In 1947, US State Department official George Kennan, using the pseudonym “Mr X”, published an article entitled The Sources of Soviet Conduct. It called for a policy of containment towards the Soviet Union and established the foundation of future US foreign policy. The Cold War had begun.
More than 50 years later, the September 11 attacks on the World Trade Centre and Pentagon were a similarly transformative moment, one which led to the declaration of another type of war, the war on terror.
The flying of planes into the World Trade Centre buildings in New York was far from the first act of terror the world had seen, but the image of the burning towers was so seared on our retinas that it seemed to demand action of a similarly serious kind: not just investigation and punishment, but the commencement of a war.
Twenty years later, that war has obsessed Western nations for a generation. It is steeped in ambiguous victories and moral and military compromises. Its consequences profoundly affect us still.
The war in Afghanistan is the clearest recent example. The withdrawal of Western forces from Kabul was supposed to happen, symbolically, on September 11, but was accelerated thanks to a resurgent Taliban, which we thought we had vanquished decades earlier. The war in Iraq was another consequence of the attacks on New York and Washington. That in turn helped give birth to Islamic State.

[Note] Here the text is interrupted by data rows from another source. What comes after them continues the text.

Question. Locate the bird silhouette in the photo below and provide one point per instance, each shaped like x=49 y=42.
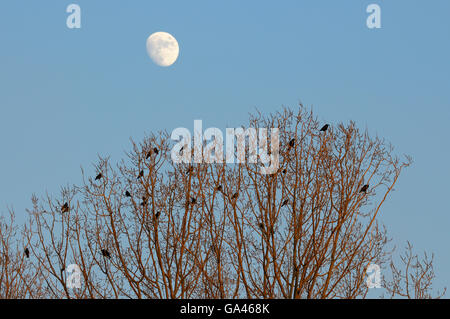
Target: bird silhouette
x=364 y=189
x=292 y=142
x=105 y=253
x=65 y=208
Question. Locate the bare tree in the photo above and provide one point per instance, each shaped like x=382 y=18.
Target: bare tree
x=147 y=227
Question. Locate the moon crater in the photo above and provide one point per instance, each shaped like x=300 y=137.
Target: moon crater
x=162 y=48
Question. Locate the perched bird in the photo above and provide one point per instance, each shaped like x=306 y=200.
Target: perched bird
x=65 y=208
x=105 y=253
x=364 y=189
x=292 y=142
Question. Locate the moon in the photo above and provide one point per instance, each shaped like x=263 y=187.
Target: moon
x=163 y=48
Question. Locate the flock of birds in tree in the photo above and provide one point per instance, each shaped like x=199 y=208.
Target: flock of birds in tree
x=105 y=252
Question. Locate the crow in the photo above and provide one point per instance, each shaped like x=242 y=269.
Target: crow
x=105 y=253
x=65 y=208
x=292 y=142
x=364 y=189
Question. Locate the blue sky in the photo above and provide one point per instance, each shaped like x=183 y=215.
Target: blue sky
x=68 y=95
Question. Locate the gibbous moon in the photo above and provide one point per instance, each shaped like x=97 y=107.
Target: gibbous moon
x=162 y=48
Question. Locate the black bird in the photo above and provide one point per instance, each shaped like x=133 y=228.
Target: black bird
x=292 y=142
x=364 y=189
x=65 y=208
x=105 y=253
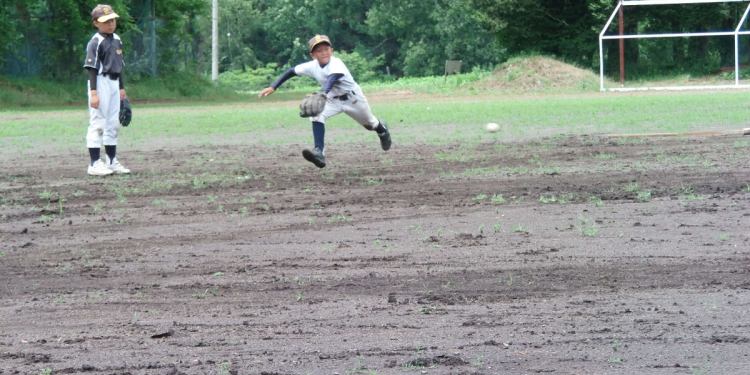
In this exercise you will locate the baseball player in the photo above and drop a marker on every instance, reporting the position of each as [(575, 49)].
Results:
[(343, 94), (104, 64)]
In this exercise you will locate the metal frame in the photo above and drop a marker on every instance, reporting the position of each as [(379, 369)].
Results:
[(623, 3)]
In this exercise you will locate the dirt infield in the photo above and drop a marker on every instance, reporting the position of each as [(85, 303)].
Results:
[(570, 255)]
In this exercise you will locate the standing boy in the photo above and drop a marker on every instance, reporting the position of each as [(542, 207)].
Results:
[(342, 92), (104, 64)]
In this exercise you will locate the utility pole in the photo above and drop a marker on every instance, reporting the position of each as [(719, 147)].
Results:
[(215, 40)]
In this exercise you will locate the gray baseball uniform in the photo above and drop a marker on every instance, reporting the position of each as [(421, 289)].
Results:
[(104, 54)]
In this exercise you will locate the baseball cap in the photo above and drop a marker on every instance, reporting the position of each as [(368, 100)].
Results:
[(103, 13), (317, 39)]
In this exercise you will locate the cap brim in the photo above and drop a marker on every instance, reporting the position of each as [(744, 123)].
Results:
[(319, 43), (107, 17)]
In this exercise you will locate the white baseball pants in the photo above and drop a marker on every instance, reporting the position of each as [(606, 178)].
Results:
[(104, 122), (355, 106)]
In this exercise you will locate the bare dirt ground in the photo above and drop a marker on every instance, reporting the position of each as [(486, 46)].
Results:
[(572, 255)]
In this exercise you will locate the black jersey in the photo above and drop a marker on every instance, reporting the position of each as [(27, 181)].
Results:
[(104, 53)]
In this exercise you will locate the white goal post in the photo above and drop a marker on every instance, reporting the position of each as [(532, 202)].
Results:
[(624, 3)]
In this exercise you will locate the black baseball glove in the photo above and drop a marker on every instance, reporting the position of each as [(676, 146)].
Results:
[(126, 113), (312, 105)]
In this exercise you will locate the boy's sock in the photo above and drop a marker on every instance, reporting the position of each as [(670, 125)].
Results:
[(95, 154), (111, 152), (319, 132)]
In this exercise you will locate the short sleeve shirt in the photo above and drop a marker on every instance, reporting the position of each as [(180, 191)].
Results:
[(312, 69), (104, 53)]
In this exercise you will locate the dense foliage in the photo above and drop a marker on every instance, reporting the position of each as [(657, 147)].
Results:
[(46, 38)]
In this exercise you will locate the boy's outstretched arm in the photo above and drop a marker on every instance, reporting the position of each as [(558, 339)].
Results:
[(278, 82)]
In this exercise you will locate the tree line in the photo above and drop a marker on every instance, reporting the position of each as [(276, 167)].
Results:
[(47, 38)]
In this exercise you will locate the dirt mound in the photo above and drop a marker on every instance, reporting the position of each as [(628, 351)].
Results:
[(540, 73)]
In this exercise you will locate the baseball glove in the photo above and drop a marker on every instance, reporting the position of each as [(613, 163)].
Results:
[(312, 105), (126, 113)]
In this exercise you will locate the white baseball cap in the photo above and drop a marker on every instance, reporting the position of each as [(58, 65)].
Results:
[(103, 13)]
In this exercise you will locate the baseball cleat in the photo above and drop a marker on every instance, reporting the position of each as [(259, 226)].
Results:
[(98, 169), (117, 168), (315, 156), (385, 140)]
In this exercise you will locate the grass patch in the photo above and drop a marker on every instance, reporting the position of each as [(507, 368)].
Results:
[(415, 119)]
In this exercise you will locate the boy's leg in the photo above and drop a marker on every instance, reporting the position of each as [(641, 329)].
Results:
[(317, 154), (112, 128), (358, 109)]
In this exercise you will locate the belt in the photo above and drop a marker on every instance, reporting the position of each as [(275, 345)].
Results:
[(344, 97)]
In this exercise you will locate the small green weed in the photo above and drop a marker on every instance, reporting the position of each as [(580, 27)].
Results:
[(520, 229), (374, 181), (596, 201), (46, 219), (555, 199), (605, 156), (340, 218), (644, 196), (497, 199), (632, 187), (587, 227), (224, 368)]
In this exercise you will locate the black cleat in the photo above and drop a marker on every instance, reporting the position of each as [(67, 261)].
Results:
[(315, 156), (385, 140)]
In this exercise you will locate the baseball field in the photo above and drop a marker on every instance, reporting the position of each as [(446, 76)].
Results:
[(555, 245)]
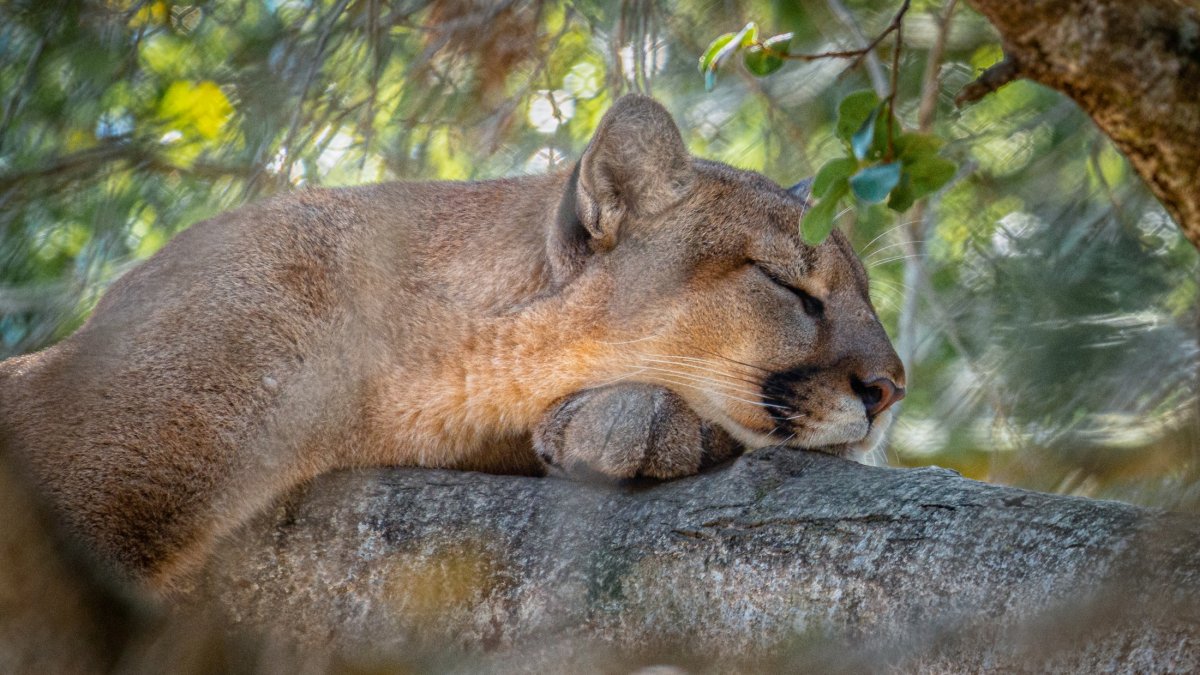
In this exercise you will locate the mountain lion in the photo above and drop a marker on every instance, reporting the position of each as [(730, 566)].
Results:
[(643, 314)]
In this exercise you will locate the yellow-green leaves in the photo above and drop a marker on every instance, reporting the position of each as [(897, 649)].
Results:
[(760, 58), (767, 58), (195, 108), (881, 162)]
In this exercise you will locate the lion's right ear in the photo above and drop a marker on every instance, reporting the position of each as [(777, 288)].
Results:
[(636, 165)]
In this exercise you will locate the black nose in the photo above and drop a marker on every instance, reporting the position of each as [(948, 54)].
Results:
[(877, 394)]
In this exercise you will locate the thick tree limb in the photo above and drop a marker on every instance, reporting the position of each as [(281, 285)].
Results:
[(1134, 67), (801, 559)]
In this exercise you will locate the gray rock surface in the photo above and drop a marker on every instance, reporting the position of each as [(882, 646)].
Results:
[(783, 560)]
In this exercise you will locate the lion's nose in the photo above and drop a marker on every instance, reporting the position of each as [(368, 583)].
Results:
[(877, 394)]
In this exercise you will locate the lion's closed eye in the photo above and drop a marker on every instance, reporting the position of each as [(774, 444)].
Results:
[(811, 304)]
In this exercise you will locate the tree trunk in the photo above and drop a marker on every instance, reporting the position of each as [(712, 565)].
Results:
[(783, 560), (1134, 66)]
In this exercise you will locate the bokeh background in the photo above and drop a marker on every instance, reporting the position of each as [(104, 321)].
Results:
[(1044, 303)]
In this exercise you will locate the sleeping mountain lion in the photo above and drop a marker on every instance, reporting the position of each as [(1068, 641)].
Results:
[(641, 314)]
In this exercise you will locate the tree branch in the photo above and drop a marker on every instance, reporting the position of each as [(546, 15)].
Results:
[(1133, 67)]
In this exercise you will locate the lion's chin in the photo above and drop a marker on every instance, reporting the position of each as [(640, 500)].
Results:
[(859, 449)]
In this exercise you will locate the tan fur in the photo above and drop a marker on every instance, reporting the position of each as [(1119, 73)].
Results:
[(431, 324)]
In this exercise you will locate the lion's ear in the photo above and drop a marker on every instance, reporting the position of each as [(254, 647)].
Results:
[(636, 163)]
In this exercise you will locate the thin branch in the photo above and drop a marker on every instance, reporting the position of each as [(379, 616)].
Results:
[(931, 81), (21, 89), (990, 79), (892, 94), (857, 54), (313, 66), (874, 70)]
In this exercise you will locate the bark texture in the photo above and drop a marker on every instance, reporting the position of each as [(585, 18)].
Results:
[(1134, 66), (781, 560)]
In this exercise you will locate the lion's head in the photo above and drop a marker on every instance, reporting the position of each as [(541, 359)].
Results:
[(700, 281)]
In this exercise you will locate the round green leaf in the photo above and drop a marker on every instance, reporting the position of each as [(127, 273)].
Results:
[(873, 184), (901, 198), (833, 173), (861, 143)]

The recent commencement of the trial in Paris of 20 men accused over the deaths of 130 people in co-ordinated attacks in Paris in 2015, including on the Bataclan concert hall, reminds us of the damage Islamic State has caused in the West.
Under the banner of the war on terror, we have accepted a much more intrusive set of security laws. The federal government recently passed the Telecommunications Legislation Amendment (International Production Orders) Act 2021, which allows police and intelligence agencies to demand technology companies produce individuals’ encrypted data.
September 11 also contributed to the rise of Islamophobia in the West, which has made Muslims, alongside Jews, the targets of neo-Nazis and radical right-wing terrorists such as Brenton Tarrant in New Zealand.